- The paper introduces a novel initialization strategy called ICNR to mitigate checkerboard artifacts in sub-pixel convolution layers without compromising modeling capabilities.
- Checkerboard artifacts in sub-pixel convolution layers result from deconvolution overlap and random initialization, a problem less prevalent in resize convolution which has different trade-offs.
- Experimental results show that ICNR initialization leads to faster convergence, lower error minima, and significantly improved artifact mitigation in tasks like super-resolution compared to standard methods.
A Note on Sub-Pixel Convolution and Strategies to Mitigate Checkerboard Artifacts
This paper addresses the prevalent issue of checkerboard artifacts in the outputs of convolutional neural networks, specifically those arising from sub-pixel convolution layers, also known as deconvolution layers. These layers are integral to tasks requiring upscaling of input resolution in CNNs, such as super-resolution and generative modeling. Normal methods to combat these artifacts have traditionally included post-processing and architectural design changes; however, these are often not wholly effective or efficient.
Checkerboard artifacts arise primarily due to two issues: deconvolution overlap and random initialization. Deconvolution overlap occurs when the kernel size is not perfectly divisible by the stride, leading to uneven contributions across high-resolution (HR) feature maps. The second problem, random initialization, even affects evenly divisible kernel sizes, causing artifacts due to the independent initialization of sub-kernels.

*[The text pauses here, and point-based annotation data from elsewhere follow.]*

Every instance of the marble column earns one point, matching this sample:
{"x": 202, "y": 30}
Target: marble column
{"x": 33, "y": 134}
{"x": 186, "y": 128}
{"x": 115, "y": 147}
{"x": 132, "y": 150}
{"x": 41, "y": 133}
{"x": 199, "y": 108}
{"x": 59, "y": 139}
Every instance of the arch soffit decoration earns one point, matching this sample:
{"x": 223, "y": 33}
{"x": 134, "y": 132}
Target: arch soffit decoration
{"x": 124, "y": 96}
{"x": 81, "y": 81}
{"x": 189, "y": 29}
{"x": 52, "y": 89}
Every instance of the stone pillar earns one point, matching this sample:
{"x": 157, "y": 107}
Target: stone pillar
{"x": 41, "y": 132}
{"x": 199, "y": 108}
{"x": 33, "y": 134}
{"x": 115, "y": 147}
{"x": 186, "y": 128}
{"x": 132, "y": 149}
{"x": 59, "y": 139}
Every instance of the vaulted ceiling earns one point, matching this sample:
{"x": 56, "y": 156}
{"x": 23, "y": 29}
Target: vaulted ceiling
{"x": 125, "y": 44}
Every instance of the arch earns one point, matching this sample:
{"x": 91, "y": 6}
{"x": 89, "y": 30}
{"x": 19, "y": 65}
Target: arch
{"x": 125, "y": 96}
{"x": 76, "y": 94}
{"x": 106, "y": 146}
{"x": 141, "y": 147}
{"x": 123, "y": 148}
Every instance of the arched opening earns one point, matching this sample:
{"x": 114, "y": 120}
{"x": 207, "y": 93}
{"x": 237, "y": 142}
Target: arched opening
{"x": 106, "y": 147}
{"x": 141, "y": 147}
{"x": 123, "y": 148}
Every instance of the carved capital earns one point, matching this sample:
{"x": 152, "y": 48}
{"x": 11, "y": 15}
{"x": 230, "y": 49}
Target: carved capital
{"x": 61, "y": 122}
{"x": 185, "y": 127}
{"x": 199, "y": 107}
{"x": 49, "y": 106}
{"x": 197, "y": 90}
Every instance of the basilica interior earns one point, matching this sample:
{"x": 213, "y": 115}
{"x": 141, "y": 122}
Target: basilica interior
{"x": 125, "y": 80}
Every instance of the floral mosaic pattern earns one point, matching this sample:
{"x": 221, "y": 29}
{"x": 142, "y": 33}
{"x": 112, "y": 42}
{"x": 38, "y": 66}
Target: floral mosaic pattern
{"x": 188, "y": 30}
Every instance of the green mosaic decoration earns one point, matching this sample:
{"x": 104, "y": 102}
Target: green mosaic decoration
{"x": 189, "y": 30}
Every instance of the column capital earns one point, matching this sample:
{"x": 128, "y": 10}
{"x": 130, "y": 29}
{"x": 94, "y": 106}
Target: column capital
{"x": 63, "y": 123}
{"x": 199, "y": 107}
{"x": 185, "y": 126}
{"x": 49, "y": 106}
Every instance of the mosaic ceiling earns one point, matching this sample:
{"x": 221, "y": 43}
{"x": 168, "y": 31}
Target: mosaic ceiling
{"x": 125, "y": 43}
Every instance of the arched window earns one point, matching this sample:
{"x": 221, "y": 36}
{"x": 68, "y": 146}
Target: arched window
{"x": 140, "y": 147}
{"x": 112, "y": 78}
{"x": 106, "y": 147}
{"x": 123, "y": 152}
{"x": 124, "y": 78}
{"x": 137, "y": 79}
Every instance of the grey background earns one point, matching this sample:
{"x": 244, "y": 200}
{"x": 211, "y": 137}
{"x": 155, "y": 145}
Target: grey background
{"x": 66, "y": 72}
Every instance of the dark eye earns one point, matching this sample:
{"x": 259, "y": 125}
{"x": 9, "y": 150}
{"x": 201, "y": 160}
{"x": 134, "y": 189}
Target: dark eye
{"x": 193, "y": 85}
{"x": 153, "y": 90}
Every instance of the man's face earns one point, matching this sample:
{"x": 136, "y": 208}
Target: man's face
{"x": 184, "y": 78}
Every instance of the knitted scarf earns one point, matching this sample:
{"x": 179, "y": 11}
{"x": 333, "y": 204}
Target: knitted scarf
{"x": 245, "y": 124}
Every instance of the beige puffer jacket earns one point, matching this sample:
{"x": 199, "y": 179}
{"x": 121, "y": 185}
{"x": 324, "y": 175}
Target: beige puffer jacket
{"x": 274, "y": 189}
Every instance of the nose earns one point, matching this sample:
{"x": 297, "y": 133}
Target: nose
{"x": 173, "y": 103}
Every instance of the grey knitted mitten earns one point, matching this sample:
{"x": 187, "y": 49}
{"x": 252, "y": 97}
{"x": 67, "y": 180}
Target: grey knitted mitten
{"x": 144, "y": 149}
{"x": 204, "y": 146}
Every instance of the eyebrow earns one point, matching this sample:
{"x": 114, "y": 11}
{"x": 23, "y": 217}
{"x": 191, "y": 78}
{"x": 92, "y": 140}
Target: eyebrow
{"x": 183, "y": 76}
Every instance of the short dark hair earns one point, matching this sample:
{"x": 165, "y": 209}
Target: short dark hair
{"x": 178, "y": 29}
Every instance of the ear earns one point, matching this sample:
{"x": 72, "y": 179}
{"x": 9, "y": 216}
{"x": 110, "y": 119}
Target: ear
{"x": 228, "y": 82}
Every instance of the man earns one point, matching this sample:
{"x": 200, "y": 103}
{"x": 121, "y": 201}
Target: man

The authors revisit the differences and connections between sub-pixel convolution and resize convolution layers. Sub-pixel convolution involves a standard convolution followed by a periodic reshuffling of outputs, while resize convolution employs nearest-neighbor interpolation followed by a convolution at full resolution. Each method has its trade-offs. Resize convolutions tend to eliminate the checkerboard artifact problem but may lack the modeling power due to their reduced trainability. Conversely, sub-pixel convolutions offer enhanced modeling power but are prone to artifacts.
A novel initialization strategy is proposed, termed 'convolution NN resize' (ICNR). This method aligns the initialization of sub-pixel convolution layers with that of nearest-neighbor resize operations, aiming to circumvent checkerboard artifacts without reducing the network's modeling capabilities. By repeating sub-kernel sets during initialization, they ensure consistency in how each pixel in high-resolution outputs is generated from low-resolution inputs.
Experimental validations confirm the efficacy of the ICNR approach, demonstrating it yields competitive super-resolution performance with improved artifact mitigation when compared to standard orthogonal initialization. Training loss metrics and mean squared error evaluations indicate that networks initialized with ICNR not only converge faster but also reach lower error minima. Importantly, the smoother sub-pixel convolution kernels achieved through ICNR suggest better modeling potential at early training stages.
The analysis suggests future avenues, such as integrating more advanced upscaling functions in place of nearest-neighbor interpolation, which could pair with the new initialization schema to enhance upscaling performance further.
In conclusion, the ICNR initialization scheme presents a significant advancement over existing methods by eliminating checkerboard artifacts post-initialization while retaining the enhanced modeling power of sub-pixel convolutional layers. This strategy could prove beneficial in various applications reliant on image generation, providing a critical improvement for enhancing the visual quality of CNN upscaled images.